If three million Europeans established in Britain presented all of them this request would take 149 years to examine all the files, the Ntonskoua claimed.
The French also expressed regret that "no longer recognizes" the open society in which they chose to live from 30 years ago. "The connector is colder, more distant," confirmed the Ntrozntovits, referring to insults and xenophobic attacks recorded after the referendum.

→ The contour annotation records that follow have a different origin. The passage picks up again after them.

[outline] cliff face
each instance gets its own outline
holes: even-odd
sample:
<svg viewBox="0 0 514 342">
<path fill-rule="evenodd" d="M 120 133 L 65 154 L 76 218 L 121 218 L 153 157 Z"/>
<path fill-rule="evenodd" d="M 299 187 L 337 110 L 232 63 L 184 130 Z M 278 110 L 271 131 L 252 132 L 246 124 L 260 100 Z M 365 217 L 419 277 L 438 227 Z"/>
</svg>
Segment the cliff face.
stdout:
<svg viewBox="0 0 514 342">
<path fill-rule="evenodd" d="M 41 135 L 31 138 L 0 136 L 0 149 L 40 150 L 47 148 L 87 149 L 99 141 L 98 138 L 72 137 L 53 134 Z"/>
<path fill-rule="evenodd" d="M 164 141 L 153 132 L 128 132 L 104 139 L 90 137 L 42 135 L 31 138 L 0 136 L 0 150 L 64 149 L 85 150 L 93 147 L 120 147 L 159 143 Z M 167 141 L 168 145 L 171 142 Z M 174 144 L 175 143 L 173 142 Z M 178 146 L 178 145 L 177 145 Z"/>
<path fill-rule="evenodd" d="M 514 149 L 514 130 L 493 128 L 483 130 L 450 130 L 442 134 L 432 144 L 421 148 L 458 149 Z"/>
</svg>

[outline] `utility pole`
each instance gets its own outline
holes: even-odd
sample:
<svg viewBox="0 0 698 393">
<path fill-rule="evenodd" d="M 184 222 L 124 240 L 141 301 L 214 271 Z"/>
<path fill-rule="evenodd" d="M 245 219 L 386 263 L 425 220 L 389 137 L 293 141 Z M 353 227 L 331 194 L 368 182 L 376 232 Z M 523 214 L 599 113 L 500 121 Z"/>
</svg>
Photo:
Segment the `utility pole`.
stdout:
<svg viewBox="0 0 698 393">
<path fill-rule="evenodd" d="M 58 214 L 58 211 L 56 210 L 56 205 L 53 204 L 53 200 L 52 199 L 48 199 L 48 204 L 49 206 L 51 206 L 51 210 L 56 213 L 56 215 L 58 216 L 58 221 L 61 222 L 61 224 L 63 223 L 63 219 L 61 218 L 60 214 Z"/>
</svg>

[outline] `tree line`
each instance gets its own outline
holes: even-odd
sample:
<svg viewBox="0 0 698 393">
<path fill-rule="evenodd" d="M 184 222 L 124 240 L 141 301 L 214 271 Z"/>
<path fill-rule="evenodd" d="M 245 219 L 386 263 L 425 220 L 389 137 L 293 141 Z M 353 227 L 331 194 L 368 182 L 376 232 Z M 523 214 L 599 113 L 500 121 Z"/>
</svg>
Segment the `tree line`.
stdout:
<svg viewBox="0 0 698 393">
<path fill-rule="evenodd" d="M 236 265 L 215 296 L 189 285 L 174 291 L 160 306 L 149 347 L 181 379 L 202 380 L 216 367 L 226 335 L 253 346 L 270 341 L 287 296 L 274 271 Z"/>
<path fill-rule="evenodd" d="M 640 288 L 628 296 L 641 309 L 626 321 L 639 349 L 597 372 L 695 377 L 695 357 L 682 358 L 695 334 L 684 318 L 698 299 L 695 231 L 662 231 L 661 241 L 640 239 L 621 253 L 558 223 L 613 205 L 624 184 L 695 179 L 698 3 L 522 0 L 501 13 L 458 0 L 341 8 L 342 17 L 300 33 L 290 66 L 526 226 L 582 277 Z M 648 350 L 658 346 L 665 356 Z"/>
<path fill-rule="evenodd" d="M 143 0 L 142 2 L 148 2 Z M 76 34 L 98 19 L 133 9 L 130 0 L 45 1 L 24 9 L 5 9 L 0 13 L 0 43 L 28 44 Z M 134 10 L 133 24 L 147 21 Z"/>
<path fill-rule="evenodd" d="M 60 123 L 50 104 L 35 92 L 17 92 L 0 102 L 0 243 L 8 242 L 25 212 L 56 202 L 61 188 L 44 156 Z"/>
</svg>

The Chandra stated that Britons living in Europe have not experienced such behavior. But they have the same concerns, in particular, that will expel them from the country where they live and work and find themselves in a Kafkaesque nightmare. "If I have to go back, what my wife will be my son who is Italian?" asked Gareth Chorsfal, economic adviser in Rome.
British expatriates are more concerned about the pensions and insurance and wonder if they can make private insurance if their deprive free medical coverage. "Threatened their life expectancy," explained Sue Wilson.
"Possibly, hundreds of thousands of Britons having to return to the UK. They are often elderly people. This will exert even more pressure on the NHS" (the British National Health Service), the Chandra insisted.
All of them, however, have asked to take the initiative in the United Kingdom and guarantee first the rights of Europeans, which has refused to do for the moment the Prime Minister Teresa Mei, as has assured Brussels that will do the same and other European countries for British citizens. "It would be a goodwill gesture to start negotiations," said Chandra said. "I do not understand why the 27 will not give the same guarantees" for British living in Europe, said Sue Wilson, concluding: "We have to quickly sort out the issue. Why on June 24 suffering".